# He is having a emotional affair



## patranize (Mar 27, 2011)

I need advice can anyone help?My husband went to first shift about a month ago and when he would come home he would take my laptop to a spare room we have(he said it was his chilling room)and he said he was playing games.He would stay in there from 4pm to 9pm rarely coming out.I got suspicious and finally he slipped up a week ago and left a chat room up.I could see he had been chatting with a girl.It was only a sentence like they had missed talking to each other that day.I confronted him with it and he knew he was busted.He then came up with he wasnt happy with me,but he wasnt cheating and had no desire for another woman ect.We have been together for 12 years and have a child.He wanted to leave,but i told him if he did there was no coming back.He said thats one reason he hasnt left.Over the last couple days i have tryed talking to him about everything and piecing clues together so far i have gotten he was chatting to her in chat rooms and was having a emotional affair as well as i think he was having cyber sex with her.I know the last few weeks before i confronted he was more sexual with me and last night he said cyber sex turned him on that he would never meet them in person,but it is a turn on and made him wanna come at me harder.What does everyone think?What should i do?I am numb.I went from angry to hurt depression and i woke this morning numb.I love him,but i dont know what to do.Any advice would be greatly appreciated.


----------



## Rob774 (Sep 27, 2010)

First of all, sorry you are going through this.

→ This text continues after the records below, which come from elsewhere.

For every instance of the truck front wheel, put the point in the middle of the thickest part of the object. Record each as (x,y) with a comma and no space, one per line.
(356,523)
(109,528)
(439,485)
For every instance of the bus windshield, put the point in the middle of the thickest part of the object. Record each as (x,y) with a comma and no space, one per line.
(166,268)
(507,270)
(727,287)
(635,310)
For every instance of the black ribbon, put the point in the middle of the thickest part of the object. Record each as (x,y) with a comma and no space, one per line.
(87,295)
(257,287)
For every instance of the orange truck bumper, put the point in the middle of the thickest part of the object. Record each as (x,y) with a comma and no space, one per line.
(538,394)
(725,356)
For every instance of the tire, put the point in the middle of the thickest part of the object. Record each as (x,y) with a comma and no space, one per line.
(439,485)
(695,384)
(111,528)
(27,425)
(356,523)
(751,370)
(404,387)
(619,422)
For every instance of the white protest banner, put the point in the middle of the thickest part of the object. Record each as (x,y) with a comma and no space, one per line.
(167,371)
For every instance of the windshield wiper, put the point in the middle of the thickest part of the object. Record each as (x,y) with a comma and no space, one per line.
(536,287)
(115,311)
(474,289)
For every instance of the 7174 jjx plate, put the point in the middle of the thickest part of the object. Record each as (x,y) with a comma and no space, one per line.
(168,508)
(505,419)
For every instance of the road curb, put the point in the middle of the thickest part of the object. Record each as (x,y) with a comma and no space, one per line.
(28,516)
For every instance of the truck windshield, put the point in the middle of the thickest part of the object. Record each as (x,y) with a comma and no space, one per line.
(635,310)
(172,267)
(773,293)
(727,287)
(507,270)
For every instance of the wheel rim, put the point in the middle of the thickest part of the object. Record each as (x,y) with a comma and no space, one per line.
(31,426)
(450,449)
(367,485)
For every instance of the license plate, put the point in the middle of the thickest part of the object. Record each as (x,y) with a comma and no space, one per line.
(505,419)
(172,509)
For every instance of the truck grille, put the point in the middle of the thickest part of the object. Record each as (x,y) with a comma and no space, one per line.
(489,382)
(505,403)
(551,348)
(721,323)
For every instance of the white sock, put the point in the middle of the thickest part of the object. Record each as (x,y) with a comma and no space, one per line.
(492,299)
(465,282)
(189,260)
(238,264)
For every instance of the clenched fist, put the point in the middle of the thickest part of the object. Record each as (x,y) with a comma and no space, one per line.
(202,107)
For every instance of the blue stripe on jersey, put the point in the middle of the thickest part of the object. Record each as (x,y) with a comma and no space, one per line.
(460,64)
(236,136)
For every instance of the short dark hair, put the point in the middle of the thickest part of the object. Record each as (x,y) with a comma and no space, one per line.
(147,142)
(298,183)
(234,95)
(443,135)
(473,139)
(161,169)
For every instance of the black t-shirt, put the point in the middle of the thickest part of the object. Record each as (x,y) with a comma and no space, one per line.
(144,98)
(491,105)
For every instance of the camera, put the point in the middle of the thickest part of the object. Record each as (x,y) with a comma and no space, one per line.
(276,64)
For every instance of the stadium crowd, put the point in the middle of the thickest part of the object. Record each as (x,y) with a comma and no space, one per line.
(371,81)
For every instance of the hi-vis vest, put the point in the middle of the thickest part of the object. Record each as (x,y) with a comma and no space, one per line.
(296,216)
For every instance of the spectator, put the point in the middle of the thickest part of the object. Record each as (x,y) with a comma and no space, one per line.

Second of all, try to confirm if what he is telling you is 100% truthfull. He is probably giving you the watered down version to spare you. Install a key logger program on that laptop. It will tell you what he's typing on there. As to why he's so reved up after doing the cyber sex thing, well that's because it gets his juices flowing and he needs a release. This is not uncommen. What he is doing is wrong and disrespectul to your marriage. 

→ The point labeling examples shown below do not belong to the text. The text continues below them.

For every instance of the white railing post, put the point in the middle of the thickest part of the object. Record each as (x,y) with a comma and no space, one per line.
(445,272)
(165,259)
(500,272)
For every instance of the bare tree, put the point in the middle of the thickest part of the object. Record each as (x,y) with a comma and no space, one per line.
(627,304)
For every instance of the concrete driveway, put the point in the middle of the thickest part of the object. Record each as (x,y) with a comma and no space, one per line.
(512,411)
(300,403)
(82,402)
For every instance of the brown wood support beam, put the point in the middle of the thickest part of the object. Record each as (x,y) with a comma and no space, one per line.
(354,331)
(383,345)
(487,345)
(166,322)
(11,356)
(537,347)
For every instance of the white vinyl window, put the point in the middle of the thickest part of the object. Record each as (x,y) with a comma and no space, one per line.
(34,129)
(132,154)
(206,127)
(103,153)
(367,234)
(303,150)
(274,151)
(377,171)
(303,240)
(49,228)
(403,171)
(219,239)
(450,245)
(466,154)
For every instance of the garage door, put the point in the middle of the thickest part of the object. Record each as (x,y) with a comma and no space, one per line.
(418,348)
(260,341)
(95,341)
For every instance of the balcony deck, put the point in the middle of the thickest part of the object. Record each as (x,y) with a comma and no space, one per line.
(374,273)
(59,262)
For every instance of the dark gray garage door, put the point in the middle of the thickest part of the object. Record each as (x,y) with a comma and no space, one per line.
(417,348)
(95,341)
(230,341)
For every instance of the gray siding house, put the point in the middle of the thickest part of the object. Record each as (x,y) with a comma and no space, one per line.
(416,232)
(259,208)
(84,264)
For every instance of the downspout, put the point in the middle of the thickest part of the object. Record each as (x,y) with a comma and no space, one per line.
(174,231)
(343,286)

If he has truly stopped, then its time for the healing to begin. I am not ready to say you guys need MC yet.... but it depends how he goes about dealing with is problem. If he seems clueless, or tries to protest this being "No Big Deal," then you may have no alternative but to get him into MC with you. If he is unwilling... then you may have to force his head by threatening to leave.


----------



## Prodigal (Feb 5, 2011)

patranize said:


> He then came up with he wasnt happy with me,but he wasnt cheating and had no desire for another woman ect.We have been together for 12 years and have a child.He wanted to leave,but i told him if he did there was no coming back.He said thats one reason he hasnt left.


He's not happy with you, but he doesn't want to leave either. From your post, I'm getting that he wants to continue cyber chatting and cyber sex, but he wants to have actual sex with you. Do you think he is making love to you or do you get the feeling he is fantasizing about his cyber woman?

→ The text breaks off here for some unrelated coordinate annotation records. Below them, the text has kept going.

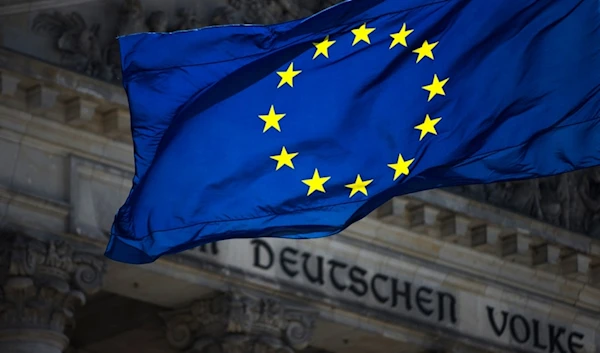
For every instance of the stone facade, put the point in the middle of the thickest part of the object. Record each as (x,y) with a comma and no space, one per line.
(511,267)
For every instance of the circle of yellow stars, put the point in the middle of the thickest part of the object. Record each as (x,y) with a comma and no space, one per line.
(401,166)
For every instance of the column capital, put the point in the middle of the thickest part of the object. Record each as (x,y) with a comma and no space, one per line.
(239,323)
(41,284)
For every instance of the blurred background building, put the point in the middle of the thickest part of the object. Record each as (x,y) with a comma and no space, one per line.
(511,267)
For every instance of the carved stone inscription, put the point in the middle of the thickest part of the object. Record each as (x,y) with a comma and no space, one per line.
(543,337)
(82,48)
(342,276)
(354,280)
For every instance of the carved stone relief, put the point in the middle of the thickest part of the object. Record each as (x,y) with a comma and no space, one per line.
(82,50)
(236,323)
(570,200)
(41,284)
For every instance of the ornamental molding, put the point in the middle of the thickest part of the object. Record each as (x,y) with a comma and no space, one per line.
(42,283)
(233,322)
(82,49)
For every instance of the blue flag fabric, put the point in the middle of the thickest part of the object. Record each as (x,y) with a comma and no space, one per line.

You have decide if you want to live with a man who apparently wants it both ways. For me, personally, I would be packing his bags and showing him the door. I mean, he's not just passively looking at porn, he's participating in an affair of sorts. Add to that equation that he says he's not happy with you, and it sounds as if you are a body in which he finds sexual release, but to whom he doesn't have actual attachment.

So what do you want to do about this situation?


----------



## patranize (Mar 27, 2011)

Thanks for the advie.I finally got him to open up a little bit about our relationship and he still sticks with his story it has nothing to do with another woman.He says it started about 9 months ago and started with depression.He has a few reasons why he dosnt want to leave they are 1.He wants us to be friends after the split like he come over and spend time with our daughter and us act like nothing happened 2.If he leaves and changed his mind he wants to be able to come back.He also told me in ways he wish we could live together like now and live separate lives.When we talk he never talks about fixing us as i do he talks about he dosnt know if it can be fixed and about leaving.There is no fixing it now is there?


----------



## PBear (Nov 16, 2010)

So basically, he wants to have you there, but be able to do as he likes. AKA "Cake and eat it too"... Plus he wants the option of coming back if he leaves. AKA "Safety net".

There's no fixing it if he doesn't want to fix it. But he may not want to fix it until he realizes what he'll be giving up. However, that may not be an option, if you're honest about not taking him back if he walks out (and that doesn't seem unreasonable to me).

I think you should decide for yourself what you need in a relationship and drawing a line in the sand. If he can't live with that, then he can get out (with the understanding that coming back is not on the table). He IS having an emotional affair, regardless of how he sees it.

You could offer marriage counseling, if you think the two of you might benefit from talking things out. Just to try everything you can before deciding the marriage can't be saved.

C


----------